ScyllaDB’s New IO Scheduler

https://www.scylladb.com/2021/04/06/scyllas-new-io-scheduler/

https://www.scylladb.com/2022/08/03/implementing-a-new-io-scheduler-algorithm-for-mixed-read-write-workloads/

新的IO Scheduler是在之前的基础上继续改进的，大致做了两点优化：

IO queue那个部分被移除了，依然是之前每个shard自己进行IO请求。但是为了进行shard之间IO请求的协调，所有的shard在IO请求之前都会去共享IO quota object/IO Group上申请quota/admission. 这个IO quota object非常简单就是两个水位标记。
综合考虑了Mixed Read/Write之间的影响，包括IOPS/Bandwidth, 将IOPS/Bandwidth, Read/Write全部转换成为一个指标进行追踪，然后使用token bucket算法进行rate limit. 另外对在IO disk尾端将IO completed request变为token串联回来，形成完全的负反馈系统。

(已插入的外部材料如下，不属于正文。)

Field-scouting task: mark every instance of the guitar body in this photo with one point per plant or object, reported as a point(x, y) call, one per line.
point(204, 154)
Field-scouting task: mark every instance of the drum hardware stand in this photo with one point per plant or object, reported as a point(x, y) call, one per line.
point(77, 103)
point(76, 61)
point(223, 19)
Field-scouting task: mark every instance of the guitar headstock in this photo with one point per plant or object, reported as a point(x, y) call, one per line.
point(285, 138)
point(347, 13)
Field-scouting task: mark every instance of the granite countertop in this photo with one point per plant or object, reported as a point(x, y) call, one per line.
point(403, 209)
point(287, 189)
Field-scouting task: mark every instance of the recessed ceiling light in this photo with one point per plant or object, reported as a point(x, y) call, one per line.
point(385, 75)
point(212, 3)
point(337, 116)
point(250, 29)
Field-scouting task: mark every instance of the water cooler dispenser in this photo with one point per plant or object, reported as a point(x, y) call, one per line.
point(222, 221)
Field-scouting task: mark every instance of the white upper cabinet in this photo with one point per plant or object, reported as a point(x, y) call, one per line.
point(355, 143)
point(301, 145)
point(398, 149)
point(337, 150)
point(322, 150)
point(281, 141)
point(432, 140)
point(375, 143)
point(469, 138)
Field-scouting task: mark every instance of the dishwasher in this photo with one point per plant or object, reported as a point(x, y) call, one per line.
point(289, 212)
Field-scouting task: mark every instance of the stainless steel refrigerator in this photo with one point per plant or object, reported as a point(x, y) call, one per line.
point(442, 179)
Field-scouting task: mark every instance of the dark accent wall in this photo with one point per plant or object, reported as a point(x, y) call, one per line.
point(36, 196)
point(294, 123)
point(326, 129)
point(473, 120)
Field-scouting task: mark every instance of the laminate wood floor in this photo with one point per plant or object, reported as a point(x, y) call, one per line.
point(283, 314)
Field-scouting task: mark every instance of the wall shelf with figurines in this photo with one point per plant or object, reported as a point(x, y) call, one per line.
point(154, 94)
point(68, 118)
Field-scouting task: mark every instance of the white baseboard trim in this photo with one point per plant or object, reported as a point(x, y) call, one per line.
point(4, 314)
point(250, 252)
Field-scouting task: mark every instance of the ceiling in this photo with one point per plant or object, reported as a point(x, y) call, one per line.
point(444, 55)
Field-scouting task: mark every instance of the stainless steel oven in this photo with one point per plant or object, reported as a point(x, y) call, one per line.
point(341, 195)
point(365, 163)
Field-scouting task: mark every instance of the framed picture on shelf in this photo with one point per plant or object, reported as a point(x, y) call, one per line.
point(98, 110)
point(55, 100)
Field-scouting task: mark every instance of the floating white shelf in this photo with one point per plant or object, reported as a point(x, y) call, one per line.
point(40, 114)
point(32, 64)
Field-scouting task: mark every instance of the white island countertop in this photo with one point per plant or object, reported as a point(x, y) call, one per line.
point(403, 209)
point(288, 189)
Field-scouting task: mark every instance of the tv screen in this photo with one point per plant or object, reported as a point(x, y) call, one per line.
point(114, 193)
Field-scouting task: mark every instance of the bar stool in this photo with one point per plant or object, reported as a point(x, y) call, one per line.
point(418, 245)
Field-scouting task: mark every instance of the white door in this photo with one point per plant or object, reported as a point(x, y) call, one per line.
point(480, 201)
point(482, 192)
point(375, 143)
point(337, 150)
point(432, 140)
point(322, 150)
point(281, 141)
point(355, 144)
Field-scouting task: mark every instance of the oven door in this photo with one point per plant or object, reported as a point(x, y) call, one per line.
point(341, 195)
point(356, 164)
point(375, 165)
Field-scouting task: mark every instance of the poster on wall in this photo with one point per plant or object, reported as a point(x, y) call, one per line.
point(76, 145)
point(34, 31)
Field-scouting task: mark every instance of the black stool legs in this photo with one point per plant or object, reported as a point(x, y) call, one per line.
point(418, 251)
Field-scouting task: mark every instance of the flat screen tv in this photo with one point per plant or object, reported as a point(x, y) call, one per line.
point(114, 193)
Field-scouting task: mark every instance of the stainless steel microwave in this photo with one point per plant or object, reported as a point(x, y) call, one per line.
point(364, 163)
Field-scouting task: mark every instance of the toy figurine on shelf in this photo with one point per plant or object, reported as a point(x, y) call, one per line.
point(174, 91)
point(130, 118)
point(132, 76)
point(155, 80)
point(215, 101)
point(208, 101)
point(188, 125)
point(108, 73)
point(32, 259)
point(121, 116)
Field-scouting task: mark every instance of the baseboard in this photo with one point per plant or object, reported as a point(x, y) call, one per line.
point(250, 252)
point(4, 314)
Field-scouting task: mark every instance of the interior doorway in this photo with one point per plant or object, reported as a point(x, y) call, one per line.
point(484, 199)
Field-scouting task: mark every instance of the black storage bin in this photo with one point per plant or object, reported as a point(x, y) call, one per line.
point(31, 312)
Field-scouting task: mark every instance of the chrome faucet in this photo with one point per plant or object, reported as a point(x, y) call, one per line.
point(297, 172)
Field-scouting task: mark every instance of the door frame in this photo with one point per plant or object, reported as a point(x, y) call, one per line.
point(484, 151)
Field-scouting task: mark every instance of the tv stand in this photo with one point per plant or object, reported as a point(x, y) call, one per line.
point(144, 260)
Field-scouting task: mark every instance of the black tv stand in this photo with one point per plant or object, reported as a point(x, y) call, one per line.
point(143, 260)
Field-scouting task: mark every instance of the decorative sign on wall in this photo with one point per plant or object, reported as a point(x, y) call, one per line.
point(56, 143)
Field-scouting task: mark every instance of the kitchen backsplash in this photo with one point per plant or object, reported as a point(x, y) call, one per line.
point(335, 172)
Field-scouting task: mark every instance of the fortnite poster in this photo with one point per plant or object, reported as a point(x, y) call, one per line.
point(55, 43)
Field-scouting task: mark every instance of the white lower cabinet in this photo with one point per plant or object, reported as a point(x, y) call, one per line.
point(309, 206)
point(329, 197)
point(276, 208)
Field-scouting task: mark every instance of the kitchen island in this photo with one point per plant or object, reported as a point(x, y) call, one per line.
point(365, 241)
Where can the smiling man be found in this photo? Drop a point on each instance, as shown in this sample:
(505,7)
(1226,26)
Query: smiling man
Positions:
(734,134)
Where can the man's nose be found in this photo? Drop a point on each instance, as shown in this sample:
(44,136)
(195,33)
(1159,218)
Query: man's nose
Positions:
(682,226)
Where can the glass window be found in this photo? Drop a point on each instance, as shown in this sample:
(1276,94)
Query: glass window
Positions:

因为这个IO Group是个multi-cores之间的共享对象，所以需要考虑NUMA特性，否则NUMA近节点容易得到更多的quota造成io imbalance.

IO groups ensure no one CPU is burdened with all IO coordination. The different CPUs intercommunicate to negotiate their use of the same shared disk

The algorithm that worked for us is called “capacity rovers” and it resembles the way TCP controls the congestion with the help of a sliding window algorithm. A group maintains two values called tail rover and head rover. They are initialized with respectively zero and the “disk capacity” values. When a shard needs to dispatch a request it increments the tail rover and, if it’s still less than the head, dispatches. When the request finishes it increments the head rover. All increments, of course, happen with the help of atomic instructions.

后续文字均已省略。